Воры, убийцы, сектанты и прочая нечисть, особо облюбовавшие долину Мискатоник чуть ли не с самого основания Плимутской колонии, теперь осмелели настолько, что начали совершать убийства, кражи, богохульные кровавые и самые жестокие обряды прямо средь бела дня, если так можно назвать господствующую хмурую непроглядную серость, которая окончательно стёрла границы между днём и ночью, светом и тьмой, превратив жизнь горожан в беспросветный и бесконечный кошмар.

 

Я скромно предлагал свою помощь властям округа в лице главного инспектора аркхемской полиции в раскрытии череды этих нашумевших загадочных ритуальных убийств, сотрясающих Аркхем и округу вот уже несколько лет, явно имеющих связь между собой и, скорее всего, совершаемых одним и тем же ублюдком. Однако Моррис Гаррисон по-прежнему ведёт себя как последний осёл. Он порядочный человек и хороший полицейский, в чём я мог убедиться ни один раз, когда во времена нашей молодости мы вместе с ним проходили обучение в Бостоне, но ярко выраженное упрямство, параноидальная самостоятельность и отказ от любой предлагаемой помощи когда-нибудь обязательно его погубят. Ему ни на йоту не удаётся продвинуться в этом расследовании, в чём он решительно не желает сознаваться и признавать свою беспомощность, успокаивая себя и общественность тем, что работа, мол, ведётся, следователи трудятся, не покладая рук, и результаты не заставят себя долго ждать, хотя сам в глубине души с горечью понимает свой полный провал и неудачу.
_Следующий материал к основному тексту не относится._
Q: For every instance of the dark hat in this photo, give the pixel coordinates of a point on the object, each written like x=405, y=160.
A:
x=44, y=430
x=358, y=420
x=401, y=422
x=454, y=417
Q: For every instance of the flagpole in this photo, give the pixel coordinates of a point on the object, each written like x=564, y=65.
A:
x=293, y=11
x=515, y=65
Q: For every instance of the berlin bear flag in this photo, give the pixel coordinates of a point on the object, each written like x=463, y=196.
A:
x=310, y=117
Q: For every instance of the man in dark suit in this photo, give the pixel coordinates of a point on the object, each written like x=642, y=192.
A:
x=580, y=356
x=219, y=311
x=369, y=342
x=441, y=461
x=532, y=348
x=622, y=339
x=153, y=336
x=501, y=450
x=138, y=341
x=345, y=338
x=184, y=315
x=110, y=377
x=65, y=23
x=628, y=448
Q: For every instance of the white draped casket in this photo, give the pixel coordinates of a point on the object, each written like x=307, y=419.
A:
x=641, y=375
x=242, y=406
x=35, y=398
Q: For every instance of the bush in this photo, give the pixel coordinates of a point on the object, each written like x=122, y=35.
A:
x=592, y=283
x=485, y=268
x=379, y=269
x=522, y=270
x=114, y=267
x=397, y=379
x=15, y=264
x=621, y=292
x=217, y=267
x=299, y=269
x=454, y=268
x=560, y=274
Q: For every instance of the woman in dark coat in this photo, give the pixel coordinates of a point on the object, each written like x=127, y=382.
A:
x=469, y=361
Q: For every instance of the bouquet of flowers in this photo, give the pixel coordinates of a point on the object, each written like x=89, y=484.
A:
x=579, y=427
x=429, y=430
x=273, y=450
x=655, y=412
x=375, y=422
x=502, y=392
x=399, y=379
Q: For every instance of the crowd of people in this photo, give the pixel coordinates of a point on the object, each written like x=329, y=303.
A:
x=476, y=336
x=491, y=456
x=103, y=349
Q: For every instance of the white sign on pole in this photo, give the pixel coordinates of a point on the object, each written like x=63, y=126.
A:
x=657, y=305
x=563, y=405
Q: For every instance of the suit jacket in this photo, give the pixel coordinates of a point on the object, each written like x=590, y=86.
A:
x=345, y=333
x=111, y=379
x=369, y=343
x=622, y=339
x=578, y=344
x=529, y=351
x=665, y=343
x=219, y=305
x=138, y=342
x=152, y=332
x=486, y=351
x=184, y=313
Ну, да и чёрт с ним, мне работы и без него хватает. От Роули и Инсмута на севере и до Салема, Кингспорта и Марблхеда на юге ежедневно совершается уйма преступных делишек: от мелких краж, до которых даже местным блюстителям закона нет дела, до групповой поножовщины и диких людских жертвоприношений, ужасающим размахом напоминающие прошлогоднюю бесчеловечную расправу Эндрю Кэхо в школе «Бэт», когда в жизнь небольшого городка штата Мичиган пришлось вмешиваться федеральным агентам. Многим из этого, что нельзя доверить полиции, или при случае, когда официальные власти уже бессильны помочь, в частном порядке и с решительной готовностью предлагают заняться мне. Я же понабивший за жизнь много шишек и повидавший достаточно всего, чтобы не кидаться подобно голодному волку на любую самую сомнительную работу, берусь за дело только в том случае, если оно мне действительно интересно. Скромная одинокая жизнь позволяет мне придерживаться подобной свинской философии. Если же расследование кажется мне пустяковым, или чувствуется малейший скотский подвох, я без колебания отказываюсь. Тогда работа перепадает даже таким идиотам как, например, Эдди Хелленхольм, чей офис располагается в Даунтауне, с которым мы не то чтобы не ладим, но всячески стараемся избегать и не замечать существования друг друга.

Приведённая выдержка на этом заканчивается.